Arshitect : Bien sûr, c’est parce qu’il nous fait confiance et qu’il aime ce qu’on fait, si on faisait de la merde, il apprécierait bien moins sa place ! (rires)
Mais je pense que, comme tu le disais, il aime bien arriver à la fin d’un projet. C’est une surprise pour lui quand il découvre le travail réalisé, et il aime essayer de bonifier le truc, le rendre meilleur pour nous surprendre à nouveau avec nos propres morceaux.
Donc il a carte blanche pour mixer et retravailler vos prods comme il l’entend ?
PermOne : Carrément ! Après on peut bien sûr revenir sur des détails qui ne nous satisferaient pas, au niveau de l’arrangement ou du mix. Mais c’est une discussion, et ces ajustements se font naturellement, les décisions se prennent assez vite.
Arshitect : Mais c’est très rare qu’on soit revenu sur un seul de ses scratches ! Et pour cause, c’est pas n’importe qui ! Et en terme d’ingé son, ça fait super longtemps qu’on bosse avec lui, donc autant les premiers morceaux il a pu avoir besoin d’un temps d’adaptation pour trouver le son qui nous convienne à tous, autant maintenant il est rodé.
Il sait qu’il peut se faire plaisir tout en restant dans les limites de notre univers musical. Et puis, on a tous des références communes dans le hip-hop des années 90 – le son boom-bap – donc c’est assez facile de contenter tout le monde.
Guan Jay : Ouais et puis le mec est rentré dans une routine ! Il se dit, allez c’est pour Soul Square, les mecs sont à moitié sourds, ça va être rapide ! (rires)
Vous parlez des influences hip-hop 90′ et pour nous ça se ressent surtout dans le grain choisi, cette texture sonore qui peut rappeler le vinyle.
Arshitect : La texture sonore vient principalement des samples utilisés. Comme on prend principalement des samples de soul ou de jazz des années 60-70, tu retrouves forcément ce grain et cette texture dont tu parles. Mais on choisit un sample pour la mélodie, plus que pour son grain, donc nous ne cherchons pas forcément à le reproduire dans nos compos.

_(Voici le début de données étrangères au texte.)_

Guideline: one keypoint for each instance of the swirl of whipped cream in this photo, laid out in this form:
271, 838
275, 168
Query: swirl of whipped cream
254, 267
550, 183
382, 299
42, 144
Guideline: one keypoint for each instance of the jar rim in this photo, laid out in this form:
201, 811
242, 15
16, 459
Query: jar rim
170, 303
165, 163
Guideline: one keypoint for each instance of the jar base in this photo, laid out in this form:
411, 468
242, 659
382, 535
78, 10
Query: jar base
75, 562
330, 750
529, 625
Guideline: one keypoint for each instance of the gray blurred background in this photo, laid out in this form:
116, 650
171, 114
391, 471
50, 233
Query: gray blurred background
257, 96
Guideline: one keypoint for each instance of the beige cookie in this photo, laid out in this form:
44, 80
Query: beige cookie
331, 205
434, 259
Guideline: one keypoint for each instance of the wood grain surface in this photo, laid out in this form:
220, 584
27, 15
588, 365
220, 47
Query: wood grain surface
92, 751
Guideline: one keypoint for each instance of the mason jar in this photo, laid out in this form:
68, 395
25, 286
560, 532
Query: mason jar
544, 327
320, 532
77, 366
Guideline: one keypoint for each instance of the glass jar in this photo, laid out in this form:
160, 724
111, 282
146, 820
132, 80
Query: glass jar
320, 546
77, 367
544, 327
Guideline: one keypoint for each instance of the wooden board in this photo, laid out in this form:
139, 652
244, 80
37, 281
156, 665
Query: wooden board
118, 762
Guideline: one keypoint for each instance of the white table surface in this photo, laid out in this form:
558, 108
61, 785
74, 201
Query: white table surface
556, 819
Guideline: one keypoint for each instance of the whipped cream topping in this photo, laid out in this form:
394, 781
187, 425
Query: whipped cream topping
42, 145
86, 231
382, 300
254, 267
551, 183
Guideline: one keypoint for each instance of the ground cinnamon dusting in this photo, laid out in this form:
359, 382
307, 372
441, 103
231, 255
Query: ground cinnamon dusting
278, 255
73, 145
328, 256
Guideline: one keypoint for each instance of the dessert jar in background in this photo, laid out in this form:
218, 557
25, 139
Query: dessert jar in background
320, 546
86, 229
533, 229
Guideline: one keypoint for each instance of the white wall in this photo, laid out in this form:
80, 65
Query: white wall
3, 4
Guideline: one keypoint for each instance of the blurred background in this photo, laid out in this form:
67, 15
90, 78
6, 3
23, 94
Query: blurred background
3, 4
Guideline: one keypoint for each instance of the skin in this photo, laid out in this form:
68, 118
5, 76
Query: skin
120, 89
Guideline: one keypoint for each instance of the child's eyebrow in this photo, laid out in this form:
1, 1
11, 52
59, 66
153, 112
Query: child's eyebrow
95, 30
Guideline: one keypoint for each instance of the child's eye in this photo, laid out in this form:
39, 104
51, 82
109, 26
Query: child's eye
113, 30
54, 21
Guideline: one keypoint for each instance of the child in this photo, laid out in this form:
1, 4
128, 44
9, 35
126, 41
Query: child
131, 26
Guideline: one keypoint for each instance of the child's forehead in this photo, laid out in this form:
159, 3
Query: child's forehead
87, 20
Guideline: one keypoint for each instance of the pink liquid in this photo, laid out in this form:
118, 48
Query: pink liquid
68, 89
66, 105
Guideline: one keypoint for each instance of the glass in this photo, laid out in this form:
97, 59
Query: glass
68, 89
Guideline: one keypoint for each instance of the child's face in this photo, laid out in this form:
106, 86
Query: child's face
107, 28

D’autant plus que je ne suis pas puriste au point de ne vouloir absolument mixer que du vinyle. Je suis très difficile sur ce que je sample, et si je devais me contenter des vinyles que j’achète, je me retrouverais très vite limité. Surtout que c’est un budget conséquent, donc par la force des choses, je m’oriente vers des formats plus faciles à obtenir.
Il faut donc reconnaitre que le grain particulier c’est tout le talent d’Atom ! Réussir à retraiter des sons qui peuvent paraitre froids, déformés par le MP3, de les retravailler et leur redonner une chaleur et réussir à les faire passer pour des formats analogiques.
Comment s’est créé le show live ?
Arshitect : Préparer un show live c’est évidemment une méthode de travail différente que pour la compo studio. Il a fallu qu’on se réunisse sur plusieurs week ends, et comme on est un peu tous éparpillés, ce n’était possible qu’une fois par mois.
On a donc mis deux ans à le créer, puis à l’améliorer entre les lives. Créer ces morceaux-là, les tester en live, les re-modifier. Savoir quels morceaux fonctionnent, lesquels se plantent, comment améliorer ceux qui fonctionnent déjà… C’est sans fin, et le live est en constante évolution.
C’est plus compliqué de faire adhérer le public sans rappeur ?
Arshitect : C’est plus compliqué, parce que l’interaction avec le public est moindre. A la base, on est pas forcément faits pour parler au public, parce qu’on a rien à dire en fait ! A part « ça va Vesoul ?« où ce genre de trucs.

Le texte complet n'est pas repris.